On 28 December 2005, thanks to the involvement of qualified members of Italian and foreign economic, political and cultural environments and the main western European countries, it took place some preliminary meetings in order to verify the viability of an association which allowed to deepen and discuss the main topics (such as politic, economic, social) familiar to all knowledge branches: like science, philosophy, economics, history, psychology, medicine and so on.
The perception of founders was from its origins that a debate between people of different backgrounds and professional proficiency but with the same level of responsibility, could contribute more effectively to improve the ordinary knowledge of issues by studying and discussing to spot new solutions.

The second point shared by founders and still now essential to the spirit which is at the bottom of the Philomates Association activity is the deep conviction that the fastest way to solve world's problem is based on good international relationships, good multilateral organizations functioning and on the so-called government "intermediate bodies".

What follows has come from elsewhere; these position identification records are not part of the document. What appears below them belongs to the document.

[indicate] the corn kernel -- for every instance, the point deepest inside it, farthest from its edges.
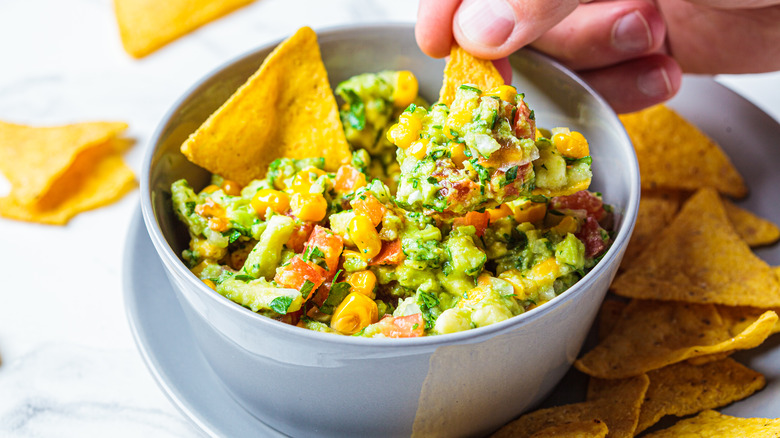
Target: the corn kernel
(499, 212)
(354, 313)
(567, 225)
(309, 206)
(231, 187)
(268, 198)
(365, 237)
(418, 149)
(504, 92)
(571, 144)
(530, 212)
(406, 89)
(363, 282)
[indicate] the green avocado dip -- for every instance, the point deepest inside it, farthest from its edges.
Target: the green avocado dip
(446, 219)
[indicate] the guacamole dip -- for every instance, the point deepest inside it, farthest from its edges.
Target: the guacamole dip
(444, 220)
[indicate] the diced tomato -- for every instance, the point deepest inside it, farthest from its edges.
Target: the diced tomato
(370, 207)
(299, 236)
(331, 245)
(410, 326)
(479, 220)
(295, 274)
(390, 254)
(591, 235)
(349, 179)
(582, 200)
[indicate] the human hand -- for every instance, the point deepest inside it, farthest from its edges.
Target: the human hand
(632, 51)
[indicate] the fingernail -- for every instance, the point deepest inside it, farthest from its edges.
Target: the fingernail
(486, 22)
(655, 83)
(631, 33)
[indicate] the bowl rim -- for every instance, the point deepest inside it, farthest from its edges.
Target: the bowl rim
(170, 259)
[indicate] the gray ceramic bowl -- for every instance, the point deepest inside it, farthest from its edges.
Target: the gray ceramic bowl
(305, 383)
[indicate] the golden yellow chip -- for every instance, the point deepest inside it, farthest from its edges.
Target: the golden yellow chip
(674, 154)
(619, 411)
(464, 68)
(713, 424)
(653, 334)
(286, 109)
(147, 25)
(656, 211)
(754, 230)
(684, 389)
(699, 258)
(32, 158)
(98, 176)
(575, 429)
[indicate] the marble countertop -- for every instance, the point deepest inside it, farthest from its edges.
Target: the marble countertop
(69, 365)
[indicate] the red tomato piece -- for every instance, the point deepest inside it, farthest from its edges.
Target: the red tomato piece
(390, 254)
(410, 326)
(299, 236)
(582, 200)
(479, 220)
(349, 179)
(330, 244)
(370, 207)
(295, 274)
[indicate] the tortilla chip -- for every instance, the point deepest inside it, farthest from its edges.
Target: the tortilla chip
(619, 411)
(32, 158)
(656, 211)
(464, 68)
(286, 109)
(684, 389)
(699, 258)
(147, 25)
(97, 177)
(575, 429)
(713, 424)
(674, 154)
(653, 334)
(754, 230)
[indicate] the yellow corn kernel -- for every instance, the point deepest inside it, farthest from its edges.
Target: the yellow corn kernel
(363, 282)
(309, 206)
(504, 92)
(365, 237)
(354, 313)
(418, 149)
(545, 271)
(458, 154)
(406, 89)
(571, 144)
(499, 212)
(530, 212)
(268, 198)
(567, 225)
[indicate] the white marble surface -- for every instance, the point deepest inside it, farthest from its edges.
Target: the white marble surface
(69, 366)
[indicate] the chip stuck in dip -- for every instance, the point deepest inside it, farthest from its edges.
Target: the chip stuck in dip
(438, 218)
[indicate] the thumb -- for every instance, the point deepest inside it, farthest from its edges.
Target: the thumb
(493, 29)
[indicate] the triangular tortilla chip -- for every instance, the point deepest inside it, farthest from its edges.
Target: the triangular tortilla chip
(32, 158)
(653, 334)
(713, 424)
(699, 258)
(286, 109)
(147, 25)
(684, 389)
(674, 154)
(656, 211)
(619, 411)
(98, 176)
(754, 230)
(464, 68)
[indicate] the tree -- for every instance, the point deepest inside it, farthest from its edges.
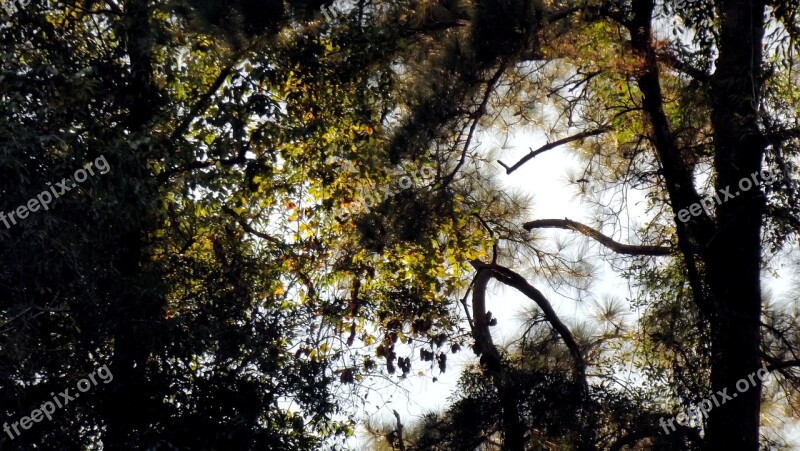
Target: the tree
(652, 112)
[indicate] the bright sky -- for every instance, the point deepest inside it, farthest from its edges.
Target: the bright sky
(545, 177)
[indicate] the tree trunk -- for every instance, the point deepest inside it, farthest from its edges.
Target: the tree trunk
(733, 254)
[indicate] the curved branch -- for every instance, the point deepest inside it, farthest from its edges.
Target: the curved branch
(620, 248)
(553, 145)
(514, 280)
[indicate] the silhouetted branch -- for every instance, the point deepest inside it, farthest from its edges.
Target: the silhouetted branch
(620, 248)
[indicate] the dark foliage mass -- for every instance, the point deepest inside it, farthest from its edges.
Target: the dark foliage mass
(216, 202)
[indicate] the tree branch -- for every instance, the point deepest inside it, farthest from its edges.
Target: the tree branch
(514, 280)
(620, 248)
(553, 145)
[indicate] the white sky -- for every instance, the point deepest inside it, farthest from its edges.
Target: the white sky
(545, 177)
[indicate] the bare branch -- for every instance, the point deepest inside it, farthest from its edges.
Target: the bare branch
(512, 279)
(553, 145)
(620, 248)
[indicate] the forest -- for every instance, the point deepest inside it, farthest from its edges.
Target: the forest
(298, 225)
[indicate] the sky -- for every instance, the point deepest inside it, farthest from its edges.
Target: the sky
(546, 179)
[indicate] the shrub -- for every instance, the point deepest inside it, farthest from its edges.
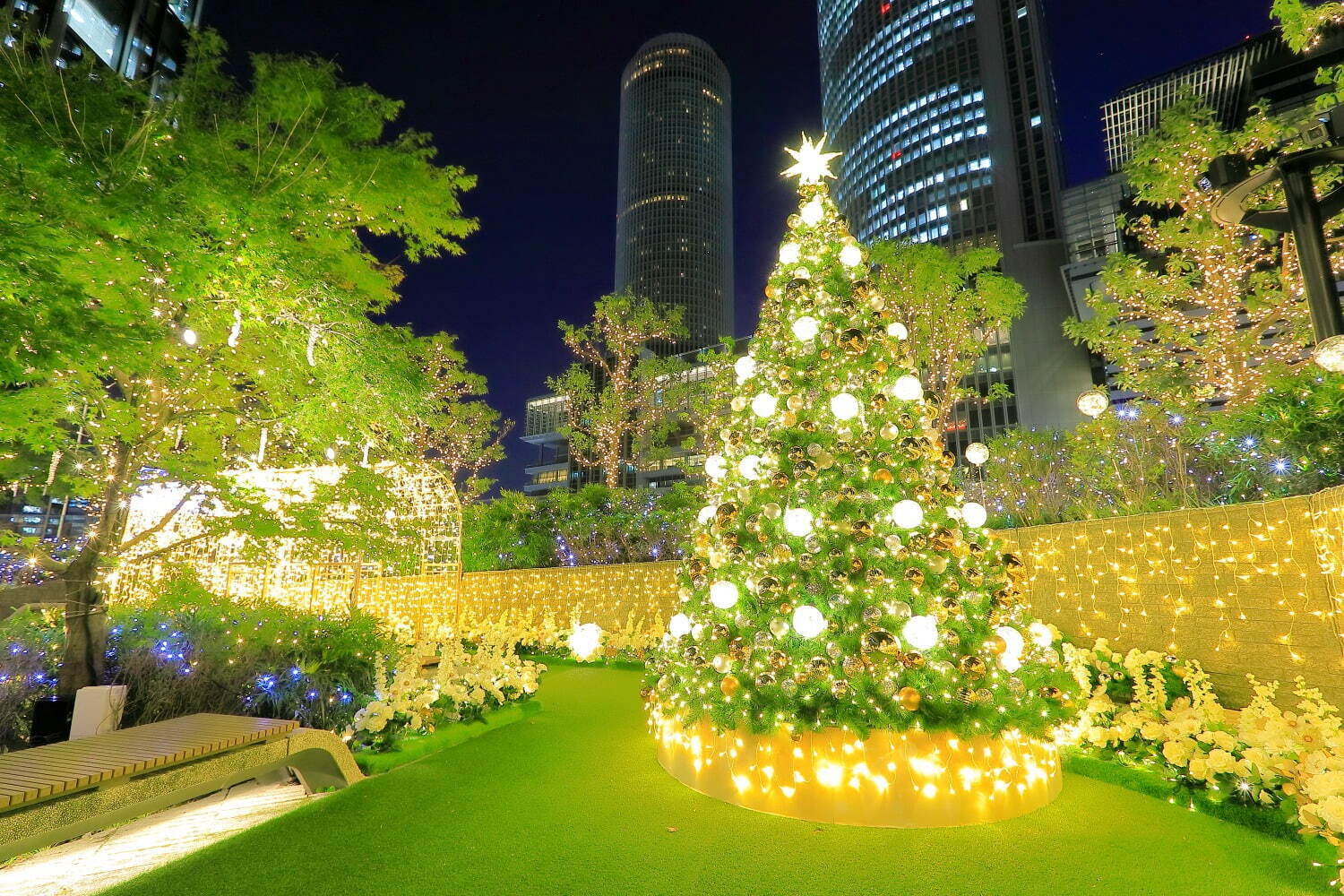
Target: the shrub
(193, 651)
(1137, 460)
(30, 649)
(1288, 443)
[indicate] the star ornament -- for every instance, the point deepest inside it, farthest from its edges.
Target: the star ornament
(811, 164)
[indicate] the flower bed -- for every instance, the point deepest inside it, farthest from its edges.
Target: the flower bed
(468, 681)
(1158, 719)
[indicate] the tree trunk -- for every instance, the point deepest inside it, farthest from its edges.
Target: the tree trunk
(86, 626)
(86, 614)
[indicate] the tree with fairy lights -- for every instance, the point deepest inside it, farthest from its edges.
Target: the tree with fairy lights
(1206, 314)
(839, 578)
(618, 394)
(187, 293)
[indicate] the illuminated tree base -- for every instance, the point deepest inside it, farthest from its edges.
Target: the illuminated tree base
(892, 780)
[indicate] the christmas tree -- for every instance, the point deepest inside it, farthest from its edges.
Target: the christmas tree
(839, 578)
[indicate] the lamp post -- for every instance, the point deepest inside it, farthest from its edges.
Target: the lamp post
(1304, 214)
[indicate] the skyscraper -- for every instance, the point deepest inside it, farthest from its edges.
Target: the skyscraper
(1220, 80)
(142, 39)
(674, 234)
(945, 112)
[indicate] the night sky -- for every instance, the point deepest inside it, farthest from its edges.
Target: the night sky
(526, 96)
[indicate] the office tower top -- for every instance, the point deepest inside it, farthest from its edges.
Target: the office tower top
(139, 40)
(674, 237)
(1220, 80)
(945, 112)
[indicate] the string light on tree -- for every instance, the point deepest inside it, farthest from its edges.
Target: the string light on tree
(839, 581)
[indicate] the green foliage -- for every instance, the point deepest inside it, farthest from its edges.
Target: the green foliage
(952, 306)
(1134, 461)
(811, 599)
(623, 401)
(30, 651)
(459, 430)
(1290, 441)
(193, 651)
(510, 532)
(591, 525)
(182, 281)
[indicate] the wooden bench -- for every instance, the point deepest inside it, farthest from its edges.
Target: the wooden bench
(59, 791)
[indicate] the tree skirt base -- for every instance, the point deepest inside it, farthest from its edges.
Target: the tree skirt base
(892, 780)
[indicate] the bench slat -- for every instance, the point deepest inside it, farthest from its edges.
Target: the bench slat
(39, 772)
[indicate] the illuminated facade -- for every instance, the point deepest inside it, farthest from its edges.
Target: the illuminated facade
(945, 110)
(139, 40)
(674, 233)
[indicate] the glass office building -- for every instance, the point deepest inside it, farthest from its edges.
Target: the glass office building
(945, 112)
(674, 234)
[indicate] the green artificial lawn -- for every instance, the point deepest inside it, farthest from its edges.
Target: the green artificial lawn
(418, 747)
(573, 802)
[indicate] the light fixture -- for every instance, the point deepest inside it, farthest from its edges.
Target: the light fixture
(1330, 355)
(763, 405)
(1094, 402)
(797, 521)
(723, 594)
(808, 621)
(806, 328)
(908, 513)
(908, 389)
(844, 406)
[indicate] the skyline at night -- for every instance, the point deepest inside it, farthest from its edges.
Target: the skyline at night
(531, 107)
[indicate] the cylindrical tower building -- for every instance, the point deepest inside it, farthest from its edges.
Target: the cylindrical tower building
(674, 233)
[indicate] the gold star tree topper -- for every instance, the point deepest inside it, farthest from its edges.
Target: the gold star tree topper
(811, 164)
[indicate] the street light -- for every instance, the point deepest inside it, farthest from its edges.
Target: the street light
(1304, 214)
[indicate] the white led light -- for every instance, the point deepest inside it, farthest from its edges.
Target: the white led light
(763, 405)
(806, 328)
(814, 212)
(844, 406)
(723, 594)
(797, 521)
(908, 513)
(808, 621)
(908, 389)
(585, 641)
(921, 633)
(715, 466)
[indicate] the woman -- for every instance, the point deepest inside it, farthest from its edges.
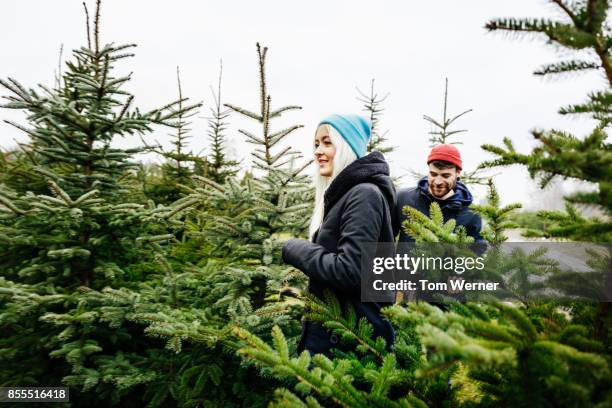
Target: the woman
(353, 203)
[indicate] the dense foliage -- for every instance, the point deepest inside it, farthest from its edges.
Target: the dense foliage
(164, 287)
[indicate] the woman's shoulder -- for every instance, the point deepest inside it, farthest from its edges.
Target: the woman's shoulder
(364, 191)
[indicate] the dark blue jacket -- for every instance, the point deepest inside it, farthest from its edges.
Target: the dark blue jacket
(357, 210)
(455, 207)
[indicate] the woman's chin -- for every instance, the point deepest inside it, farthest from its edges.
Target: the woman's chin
(325, 172)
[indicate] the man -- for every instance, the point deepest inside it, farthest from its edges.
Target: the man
(441, 185)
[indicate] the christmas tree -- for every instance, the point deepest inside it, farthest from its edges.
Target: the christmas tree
(372, 105)
(59, 247)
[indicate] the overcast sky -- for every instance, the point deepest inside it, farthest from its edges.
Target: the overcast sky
(319, 51)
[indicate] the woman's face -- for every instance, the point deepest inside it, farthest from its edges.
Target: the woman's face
(324, 152)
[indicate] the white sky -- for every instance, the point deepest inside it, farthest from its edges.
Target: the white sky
(319, 51)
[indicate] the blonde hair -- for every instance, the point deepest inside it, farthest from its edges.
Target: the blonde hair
(343, 157)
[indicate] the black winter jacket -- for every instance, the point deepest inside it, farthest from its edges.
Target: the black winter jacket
(357, 209)
(456, 206)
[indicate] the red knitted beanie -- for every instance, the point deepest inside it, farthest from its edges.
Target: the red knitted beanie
(447, 153)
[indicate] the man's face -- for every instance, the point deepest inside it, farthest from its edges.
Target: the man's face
(441, 181)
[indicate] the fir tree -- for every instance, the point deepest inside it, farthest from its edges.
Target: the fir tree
(179, 163)
(219, 167)
(81, 234)
(442, 133)
(560, 153)
(372, 104)
(583, 28)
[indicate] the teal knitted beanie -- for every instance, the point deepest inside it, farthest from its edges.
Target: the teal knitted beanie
(353, 128)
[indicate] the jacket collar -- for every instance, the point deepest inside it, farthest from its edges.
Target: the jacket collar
(371, 168)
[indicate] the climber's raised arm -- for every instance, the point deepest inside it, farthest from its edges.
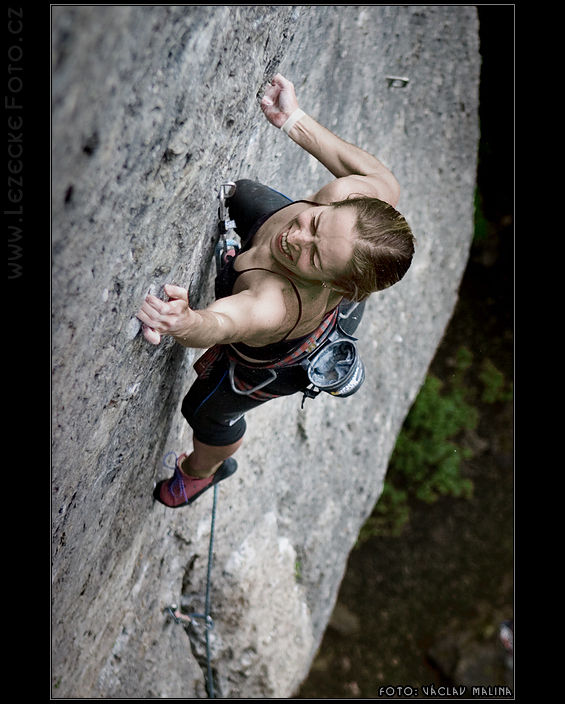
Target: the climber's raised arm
(253, 316)
(356, 170)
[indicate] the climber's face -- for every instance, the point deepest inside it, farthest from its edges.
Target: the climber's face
(317, 244)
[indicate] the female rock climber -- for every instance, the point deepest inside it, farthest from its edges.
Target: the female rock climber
(300, 263)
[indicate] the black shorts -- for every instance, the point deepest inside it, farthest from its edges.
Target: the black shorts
(214, 411)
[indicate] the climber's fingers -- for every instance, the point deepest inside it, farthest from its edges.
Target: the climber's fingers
(164, 317)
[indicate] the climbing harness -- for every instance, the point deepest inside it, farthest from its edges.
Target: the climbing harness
(174, 612)
(329, 356)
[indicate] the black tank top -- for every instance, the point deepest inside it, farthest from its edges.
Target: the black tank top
(225, 281)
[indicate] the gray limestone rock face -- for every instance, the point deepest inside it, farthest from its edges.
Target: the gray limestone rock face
(152, 108)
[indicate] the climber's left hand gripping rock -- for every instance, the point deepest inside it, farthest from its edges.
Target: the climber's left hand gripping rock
(172, 317)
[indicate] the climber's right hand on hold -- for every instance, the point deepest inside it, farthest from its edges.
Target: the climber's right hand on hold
(279, 101)
(172, 317)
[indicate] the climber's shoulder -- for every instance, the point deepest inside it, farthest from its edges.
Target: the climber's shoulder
(382, 185)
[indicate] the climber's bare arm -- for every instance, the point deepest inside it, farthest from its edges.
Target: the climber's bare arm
(255, 316)
(356, 171)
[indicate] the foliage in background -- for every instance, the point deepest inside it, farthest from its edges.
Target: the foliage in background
(426, 462)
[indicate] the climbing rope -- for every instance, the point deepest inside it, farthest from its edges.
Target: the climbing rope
(208, 622)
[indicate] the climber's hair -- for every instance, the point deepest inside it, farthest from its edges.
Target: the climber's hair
(383, 249)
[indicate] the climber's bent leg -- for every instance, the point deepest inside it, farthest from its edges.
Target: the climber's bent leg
(204, 459)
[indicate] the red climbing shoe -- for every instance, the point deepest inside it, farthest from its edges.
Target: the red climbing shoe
(182, 489)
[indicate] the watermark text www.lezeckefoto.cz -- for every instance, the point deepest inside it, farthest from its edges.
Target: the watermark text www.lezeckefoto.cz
(14, 122)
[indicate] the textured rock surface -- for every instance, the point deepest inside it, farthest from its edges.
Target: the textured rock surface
(154, 106)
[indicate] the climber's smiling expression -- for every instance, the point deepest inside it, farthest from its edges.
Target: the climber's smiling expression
(317, 244)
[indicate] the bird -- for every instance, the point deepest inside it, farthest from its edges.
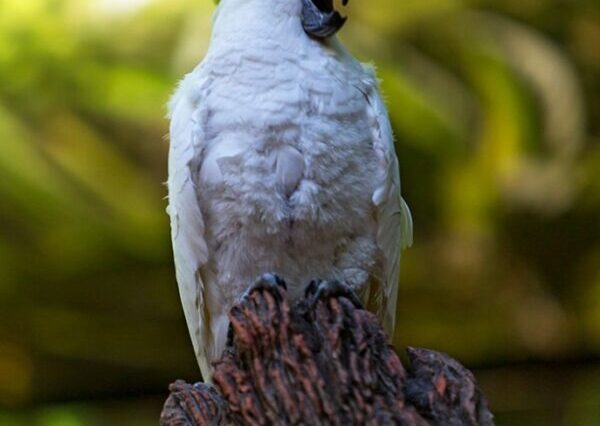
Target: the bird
(281, 160)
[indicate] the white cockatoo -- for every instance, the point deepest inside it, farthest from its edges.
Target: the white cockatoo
(282, 160)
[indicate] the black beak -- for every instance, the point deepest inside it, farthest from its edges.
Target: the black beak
(320, 19)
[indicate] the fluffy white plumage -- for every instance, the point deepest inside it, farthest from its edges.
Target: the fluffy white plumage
(282, 159)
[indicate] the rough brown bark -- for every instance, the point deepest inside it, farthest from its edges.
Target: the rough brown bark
(331, 365)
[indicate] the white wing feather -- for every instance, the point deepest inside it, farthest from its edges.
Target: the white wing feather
(187, 225)
(395, 227)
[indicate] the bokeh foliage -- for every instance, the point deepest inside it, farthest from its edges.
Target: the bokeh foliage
(496, 109)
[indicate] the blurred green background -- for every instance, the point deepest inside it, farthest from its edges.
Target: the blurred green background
(496, 108)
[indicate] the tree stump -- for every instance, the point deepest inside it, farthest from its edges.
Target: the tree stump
(328, 365)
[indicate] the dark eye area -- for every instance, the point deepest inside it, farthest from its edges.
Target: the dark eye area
(324, 5)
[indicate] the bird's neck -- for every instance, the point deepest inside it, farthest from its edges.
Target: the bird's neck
(245, 21)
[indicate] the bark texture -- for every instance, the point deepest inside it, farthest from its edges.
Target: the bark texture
(331, 365)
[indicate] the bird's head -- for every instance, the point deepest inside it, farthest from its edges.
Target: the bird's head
(319, 17)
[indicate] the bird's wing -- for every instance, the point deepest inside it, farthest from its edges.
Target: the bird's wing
(187, 225)
(394, 221)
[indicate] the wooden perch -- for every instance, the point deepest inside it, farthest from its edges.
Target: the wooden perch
(331, 365)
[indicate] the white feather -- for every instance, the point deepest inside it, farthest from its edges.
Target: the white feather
(281, 159)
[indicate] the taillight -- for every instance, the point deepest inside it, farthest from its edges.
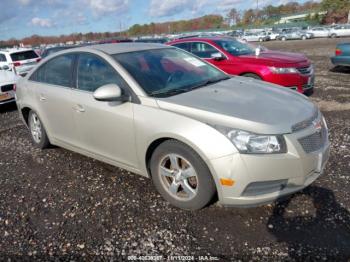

The first Philomates Society's meeting was in Rome at the beginning of 2006 and it was established a working plan for the next seven years (indeed this is the length of the presidential term of office). Since then the association carried on its own activity on a seven-year program basis, monitored yearly by the executive council in charge.

Initially the association was made of a narrow number of members, four territorial representatives and three national sections. Afterwards the number increased little by little, taking more and more into account the number of the represented countries.

Several national groups have structures strictly depending on the managing board, according to the local needs. For the groups of the main non-Italian cities it is also expected a national level activity and a secretariat.

The current First Tetrarch, Alexander, was elected on 23 September 2015 by philomatic conclave.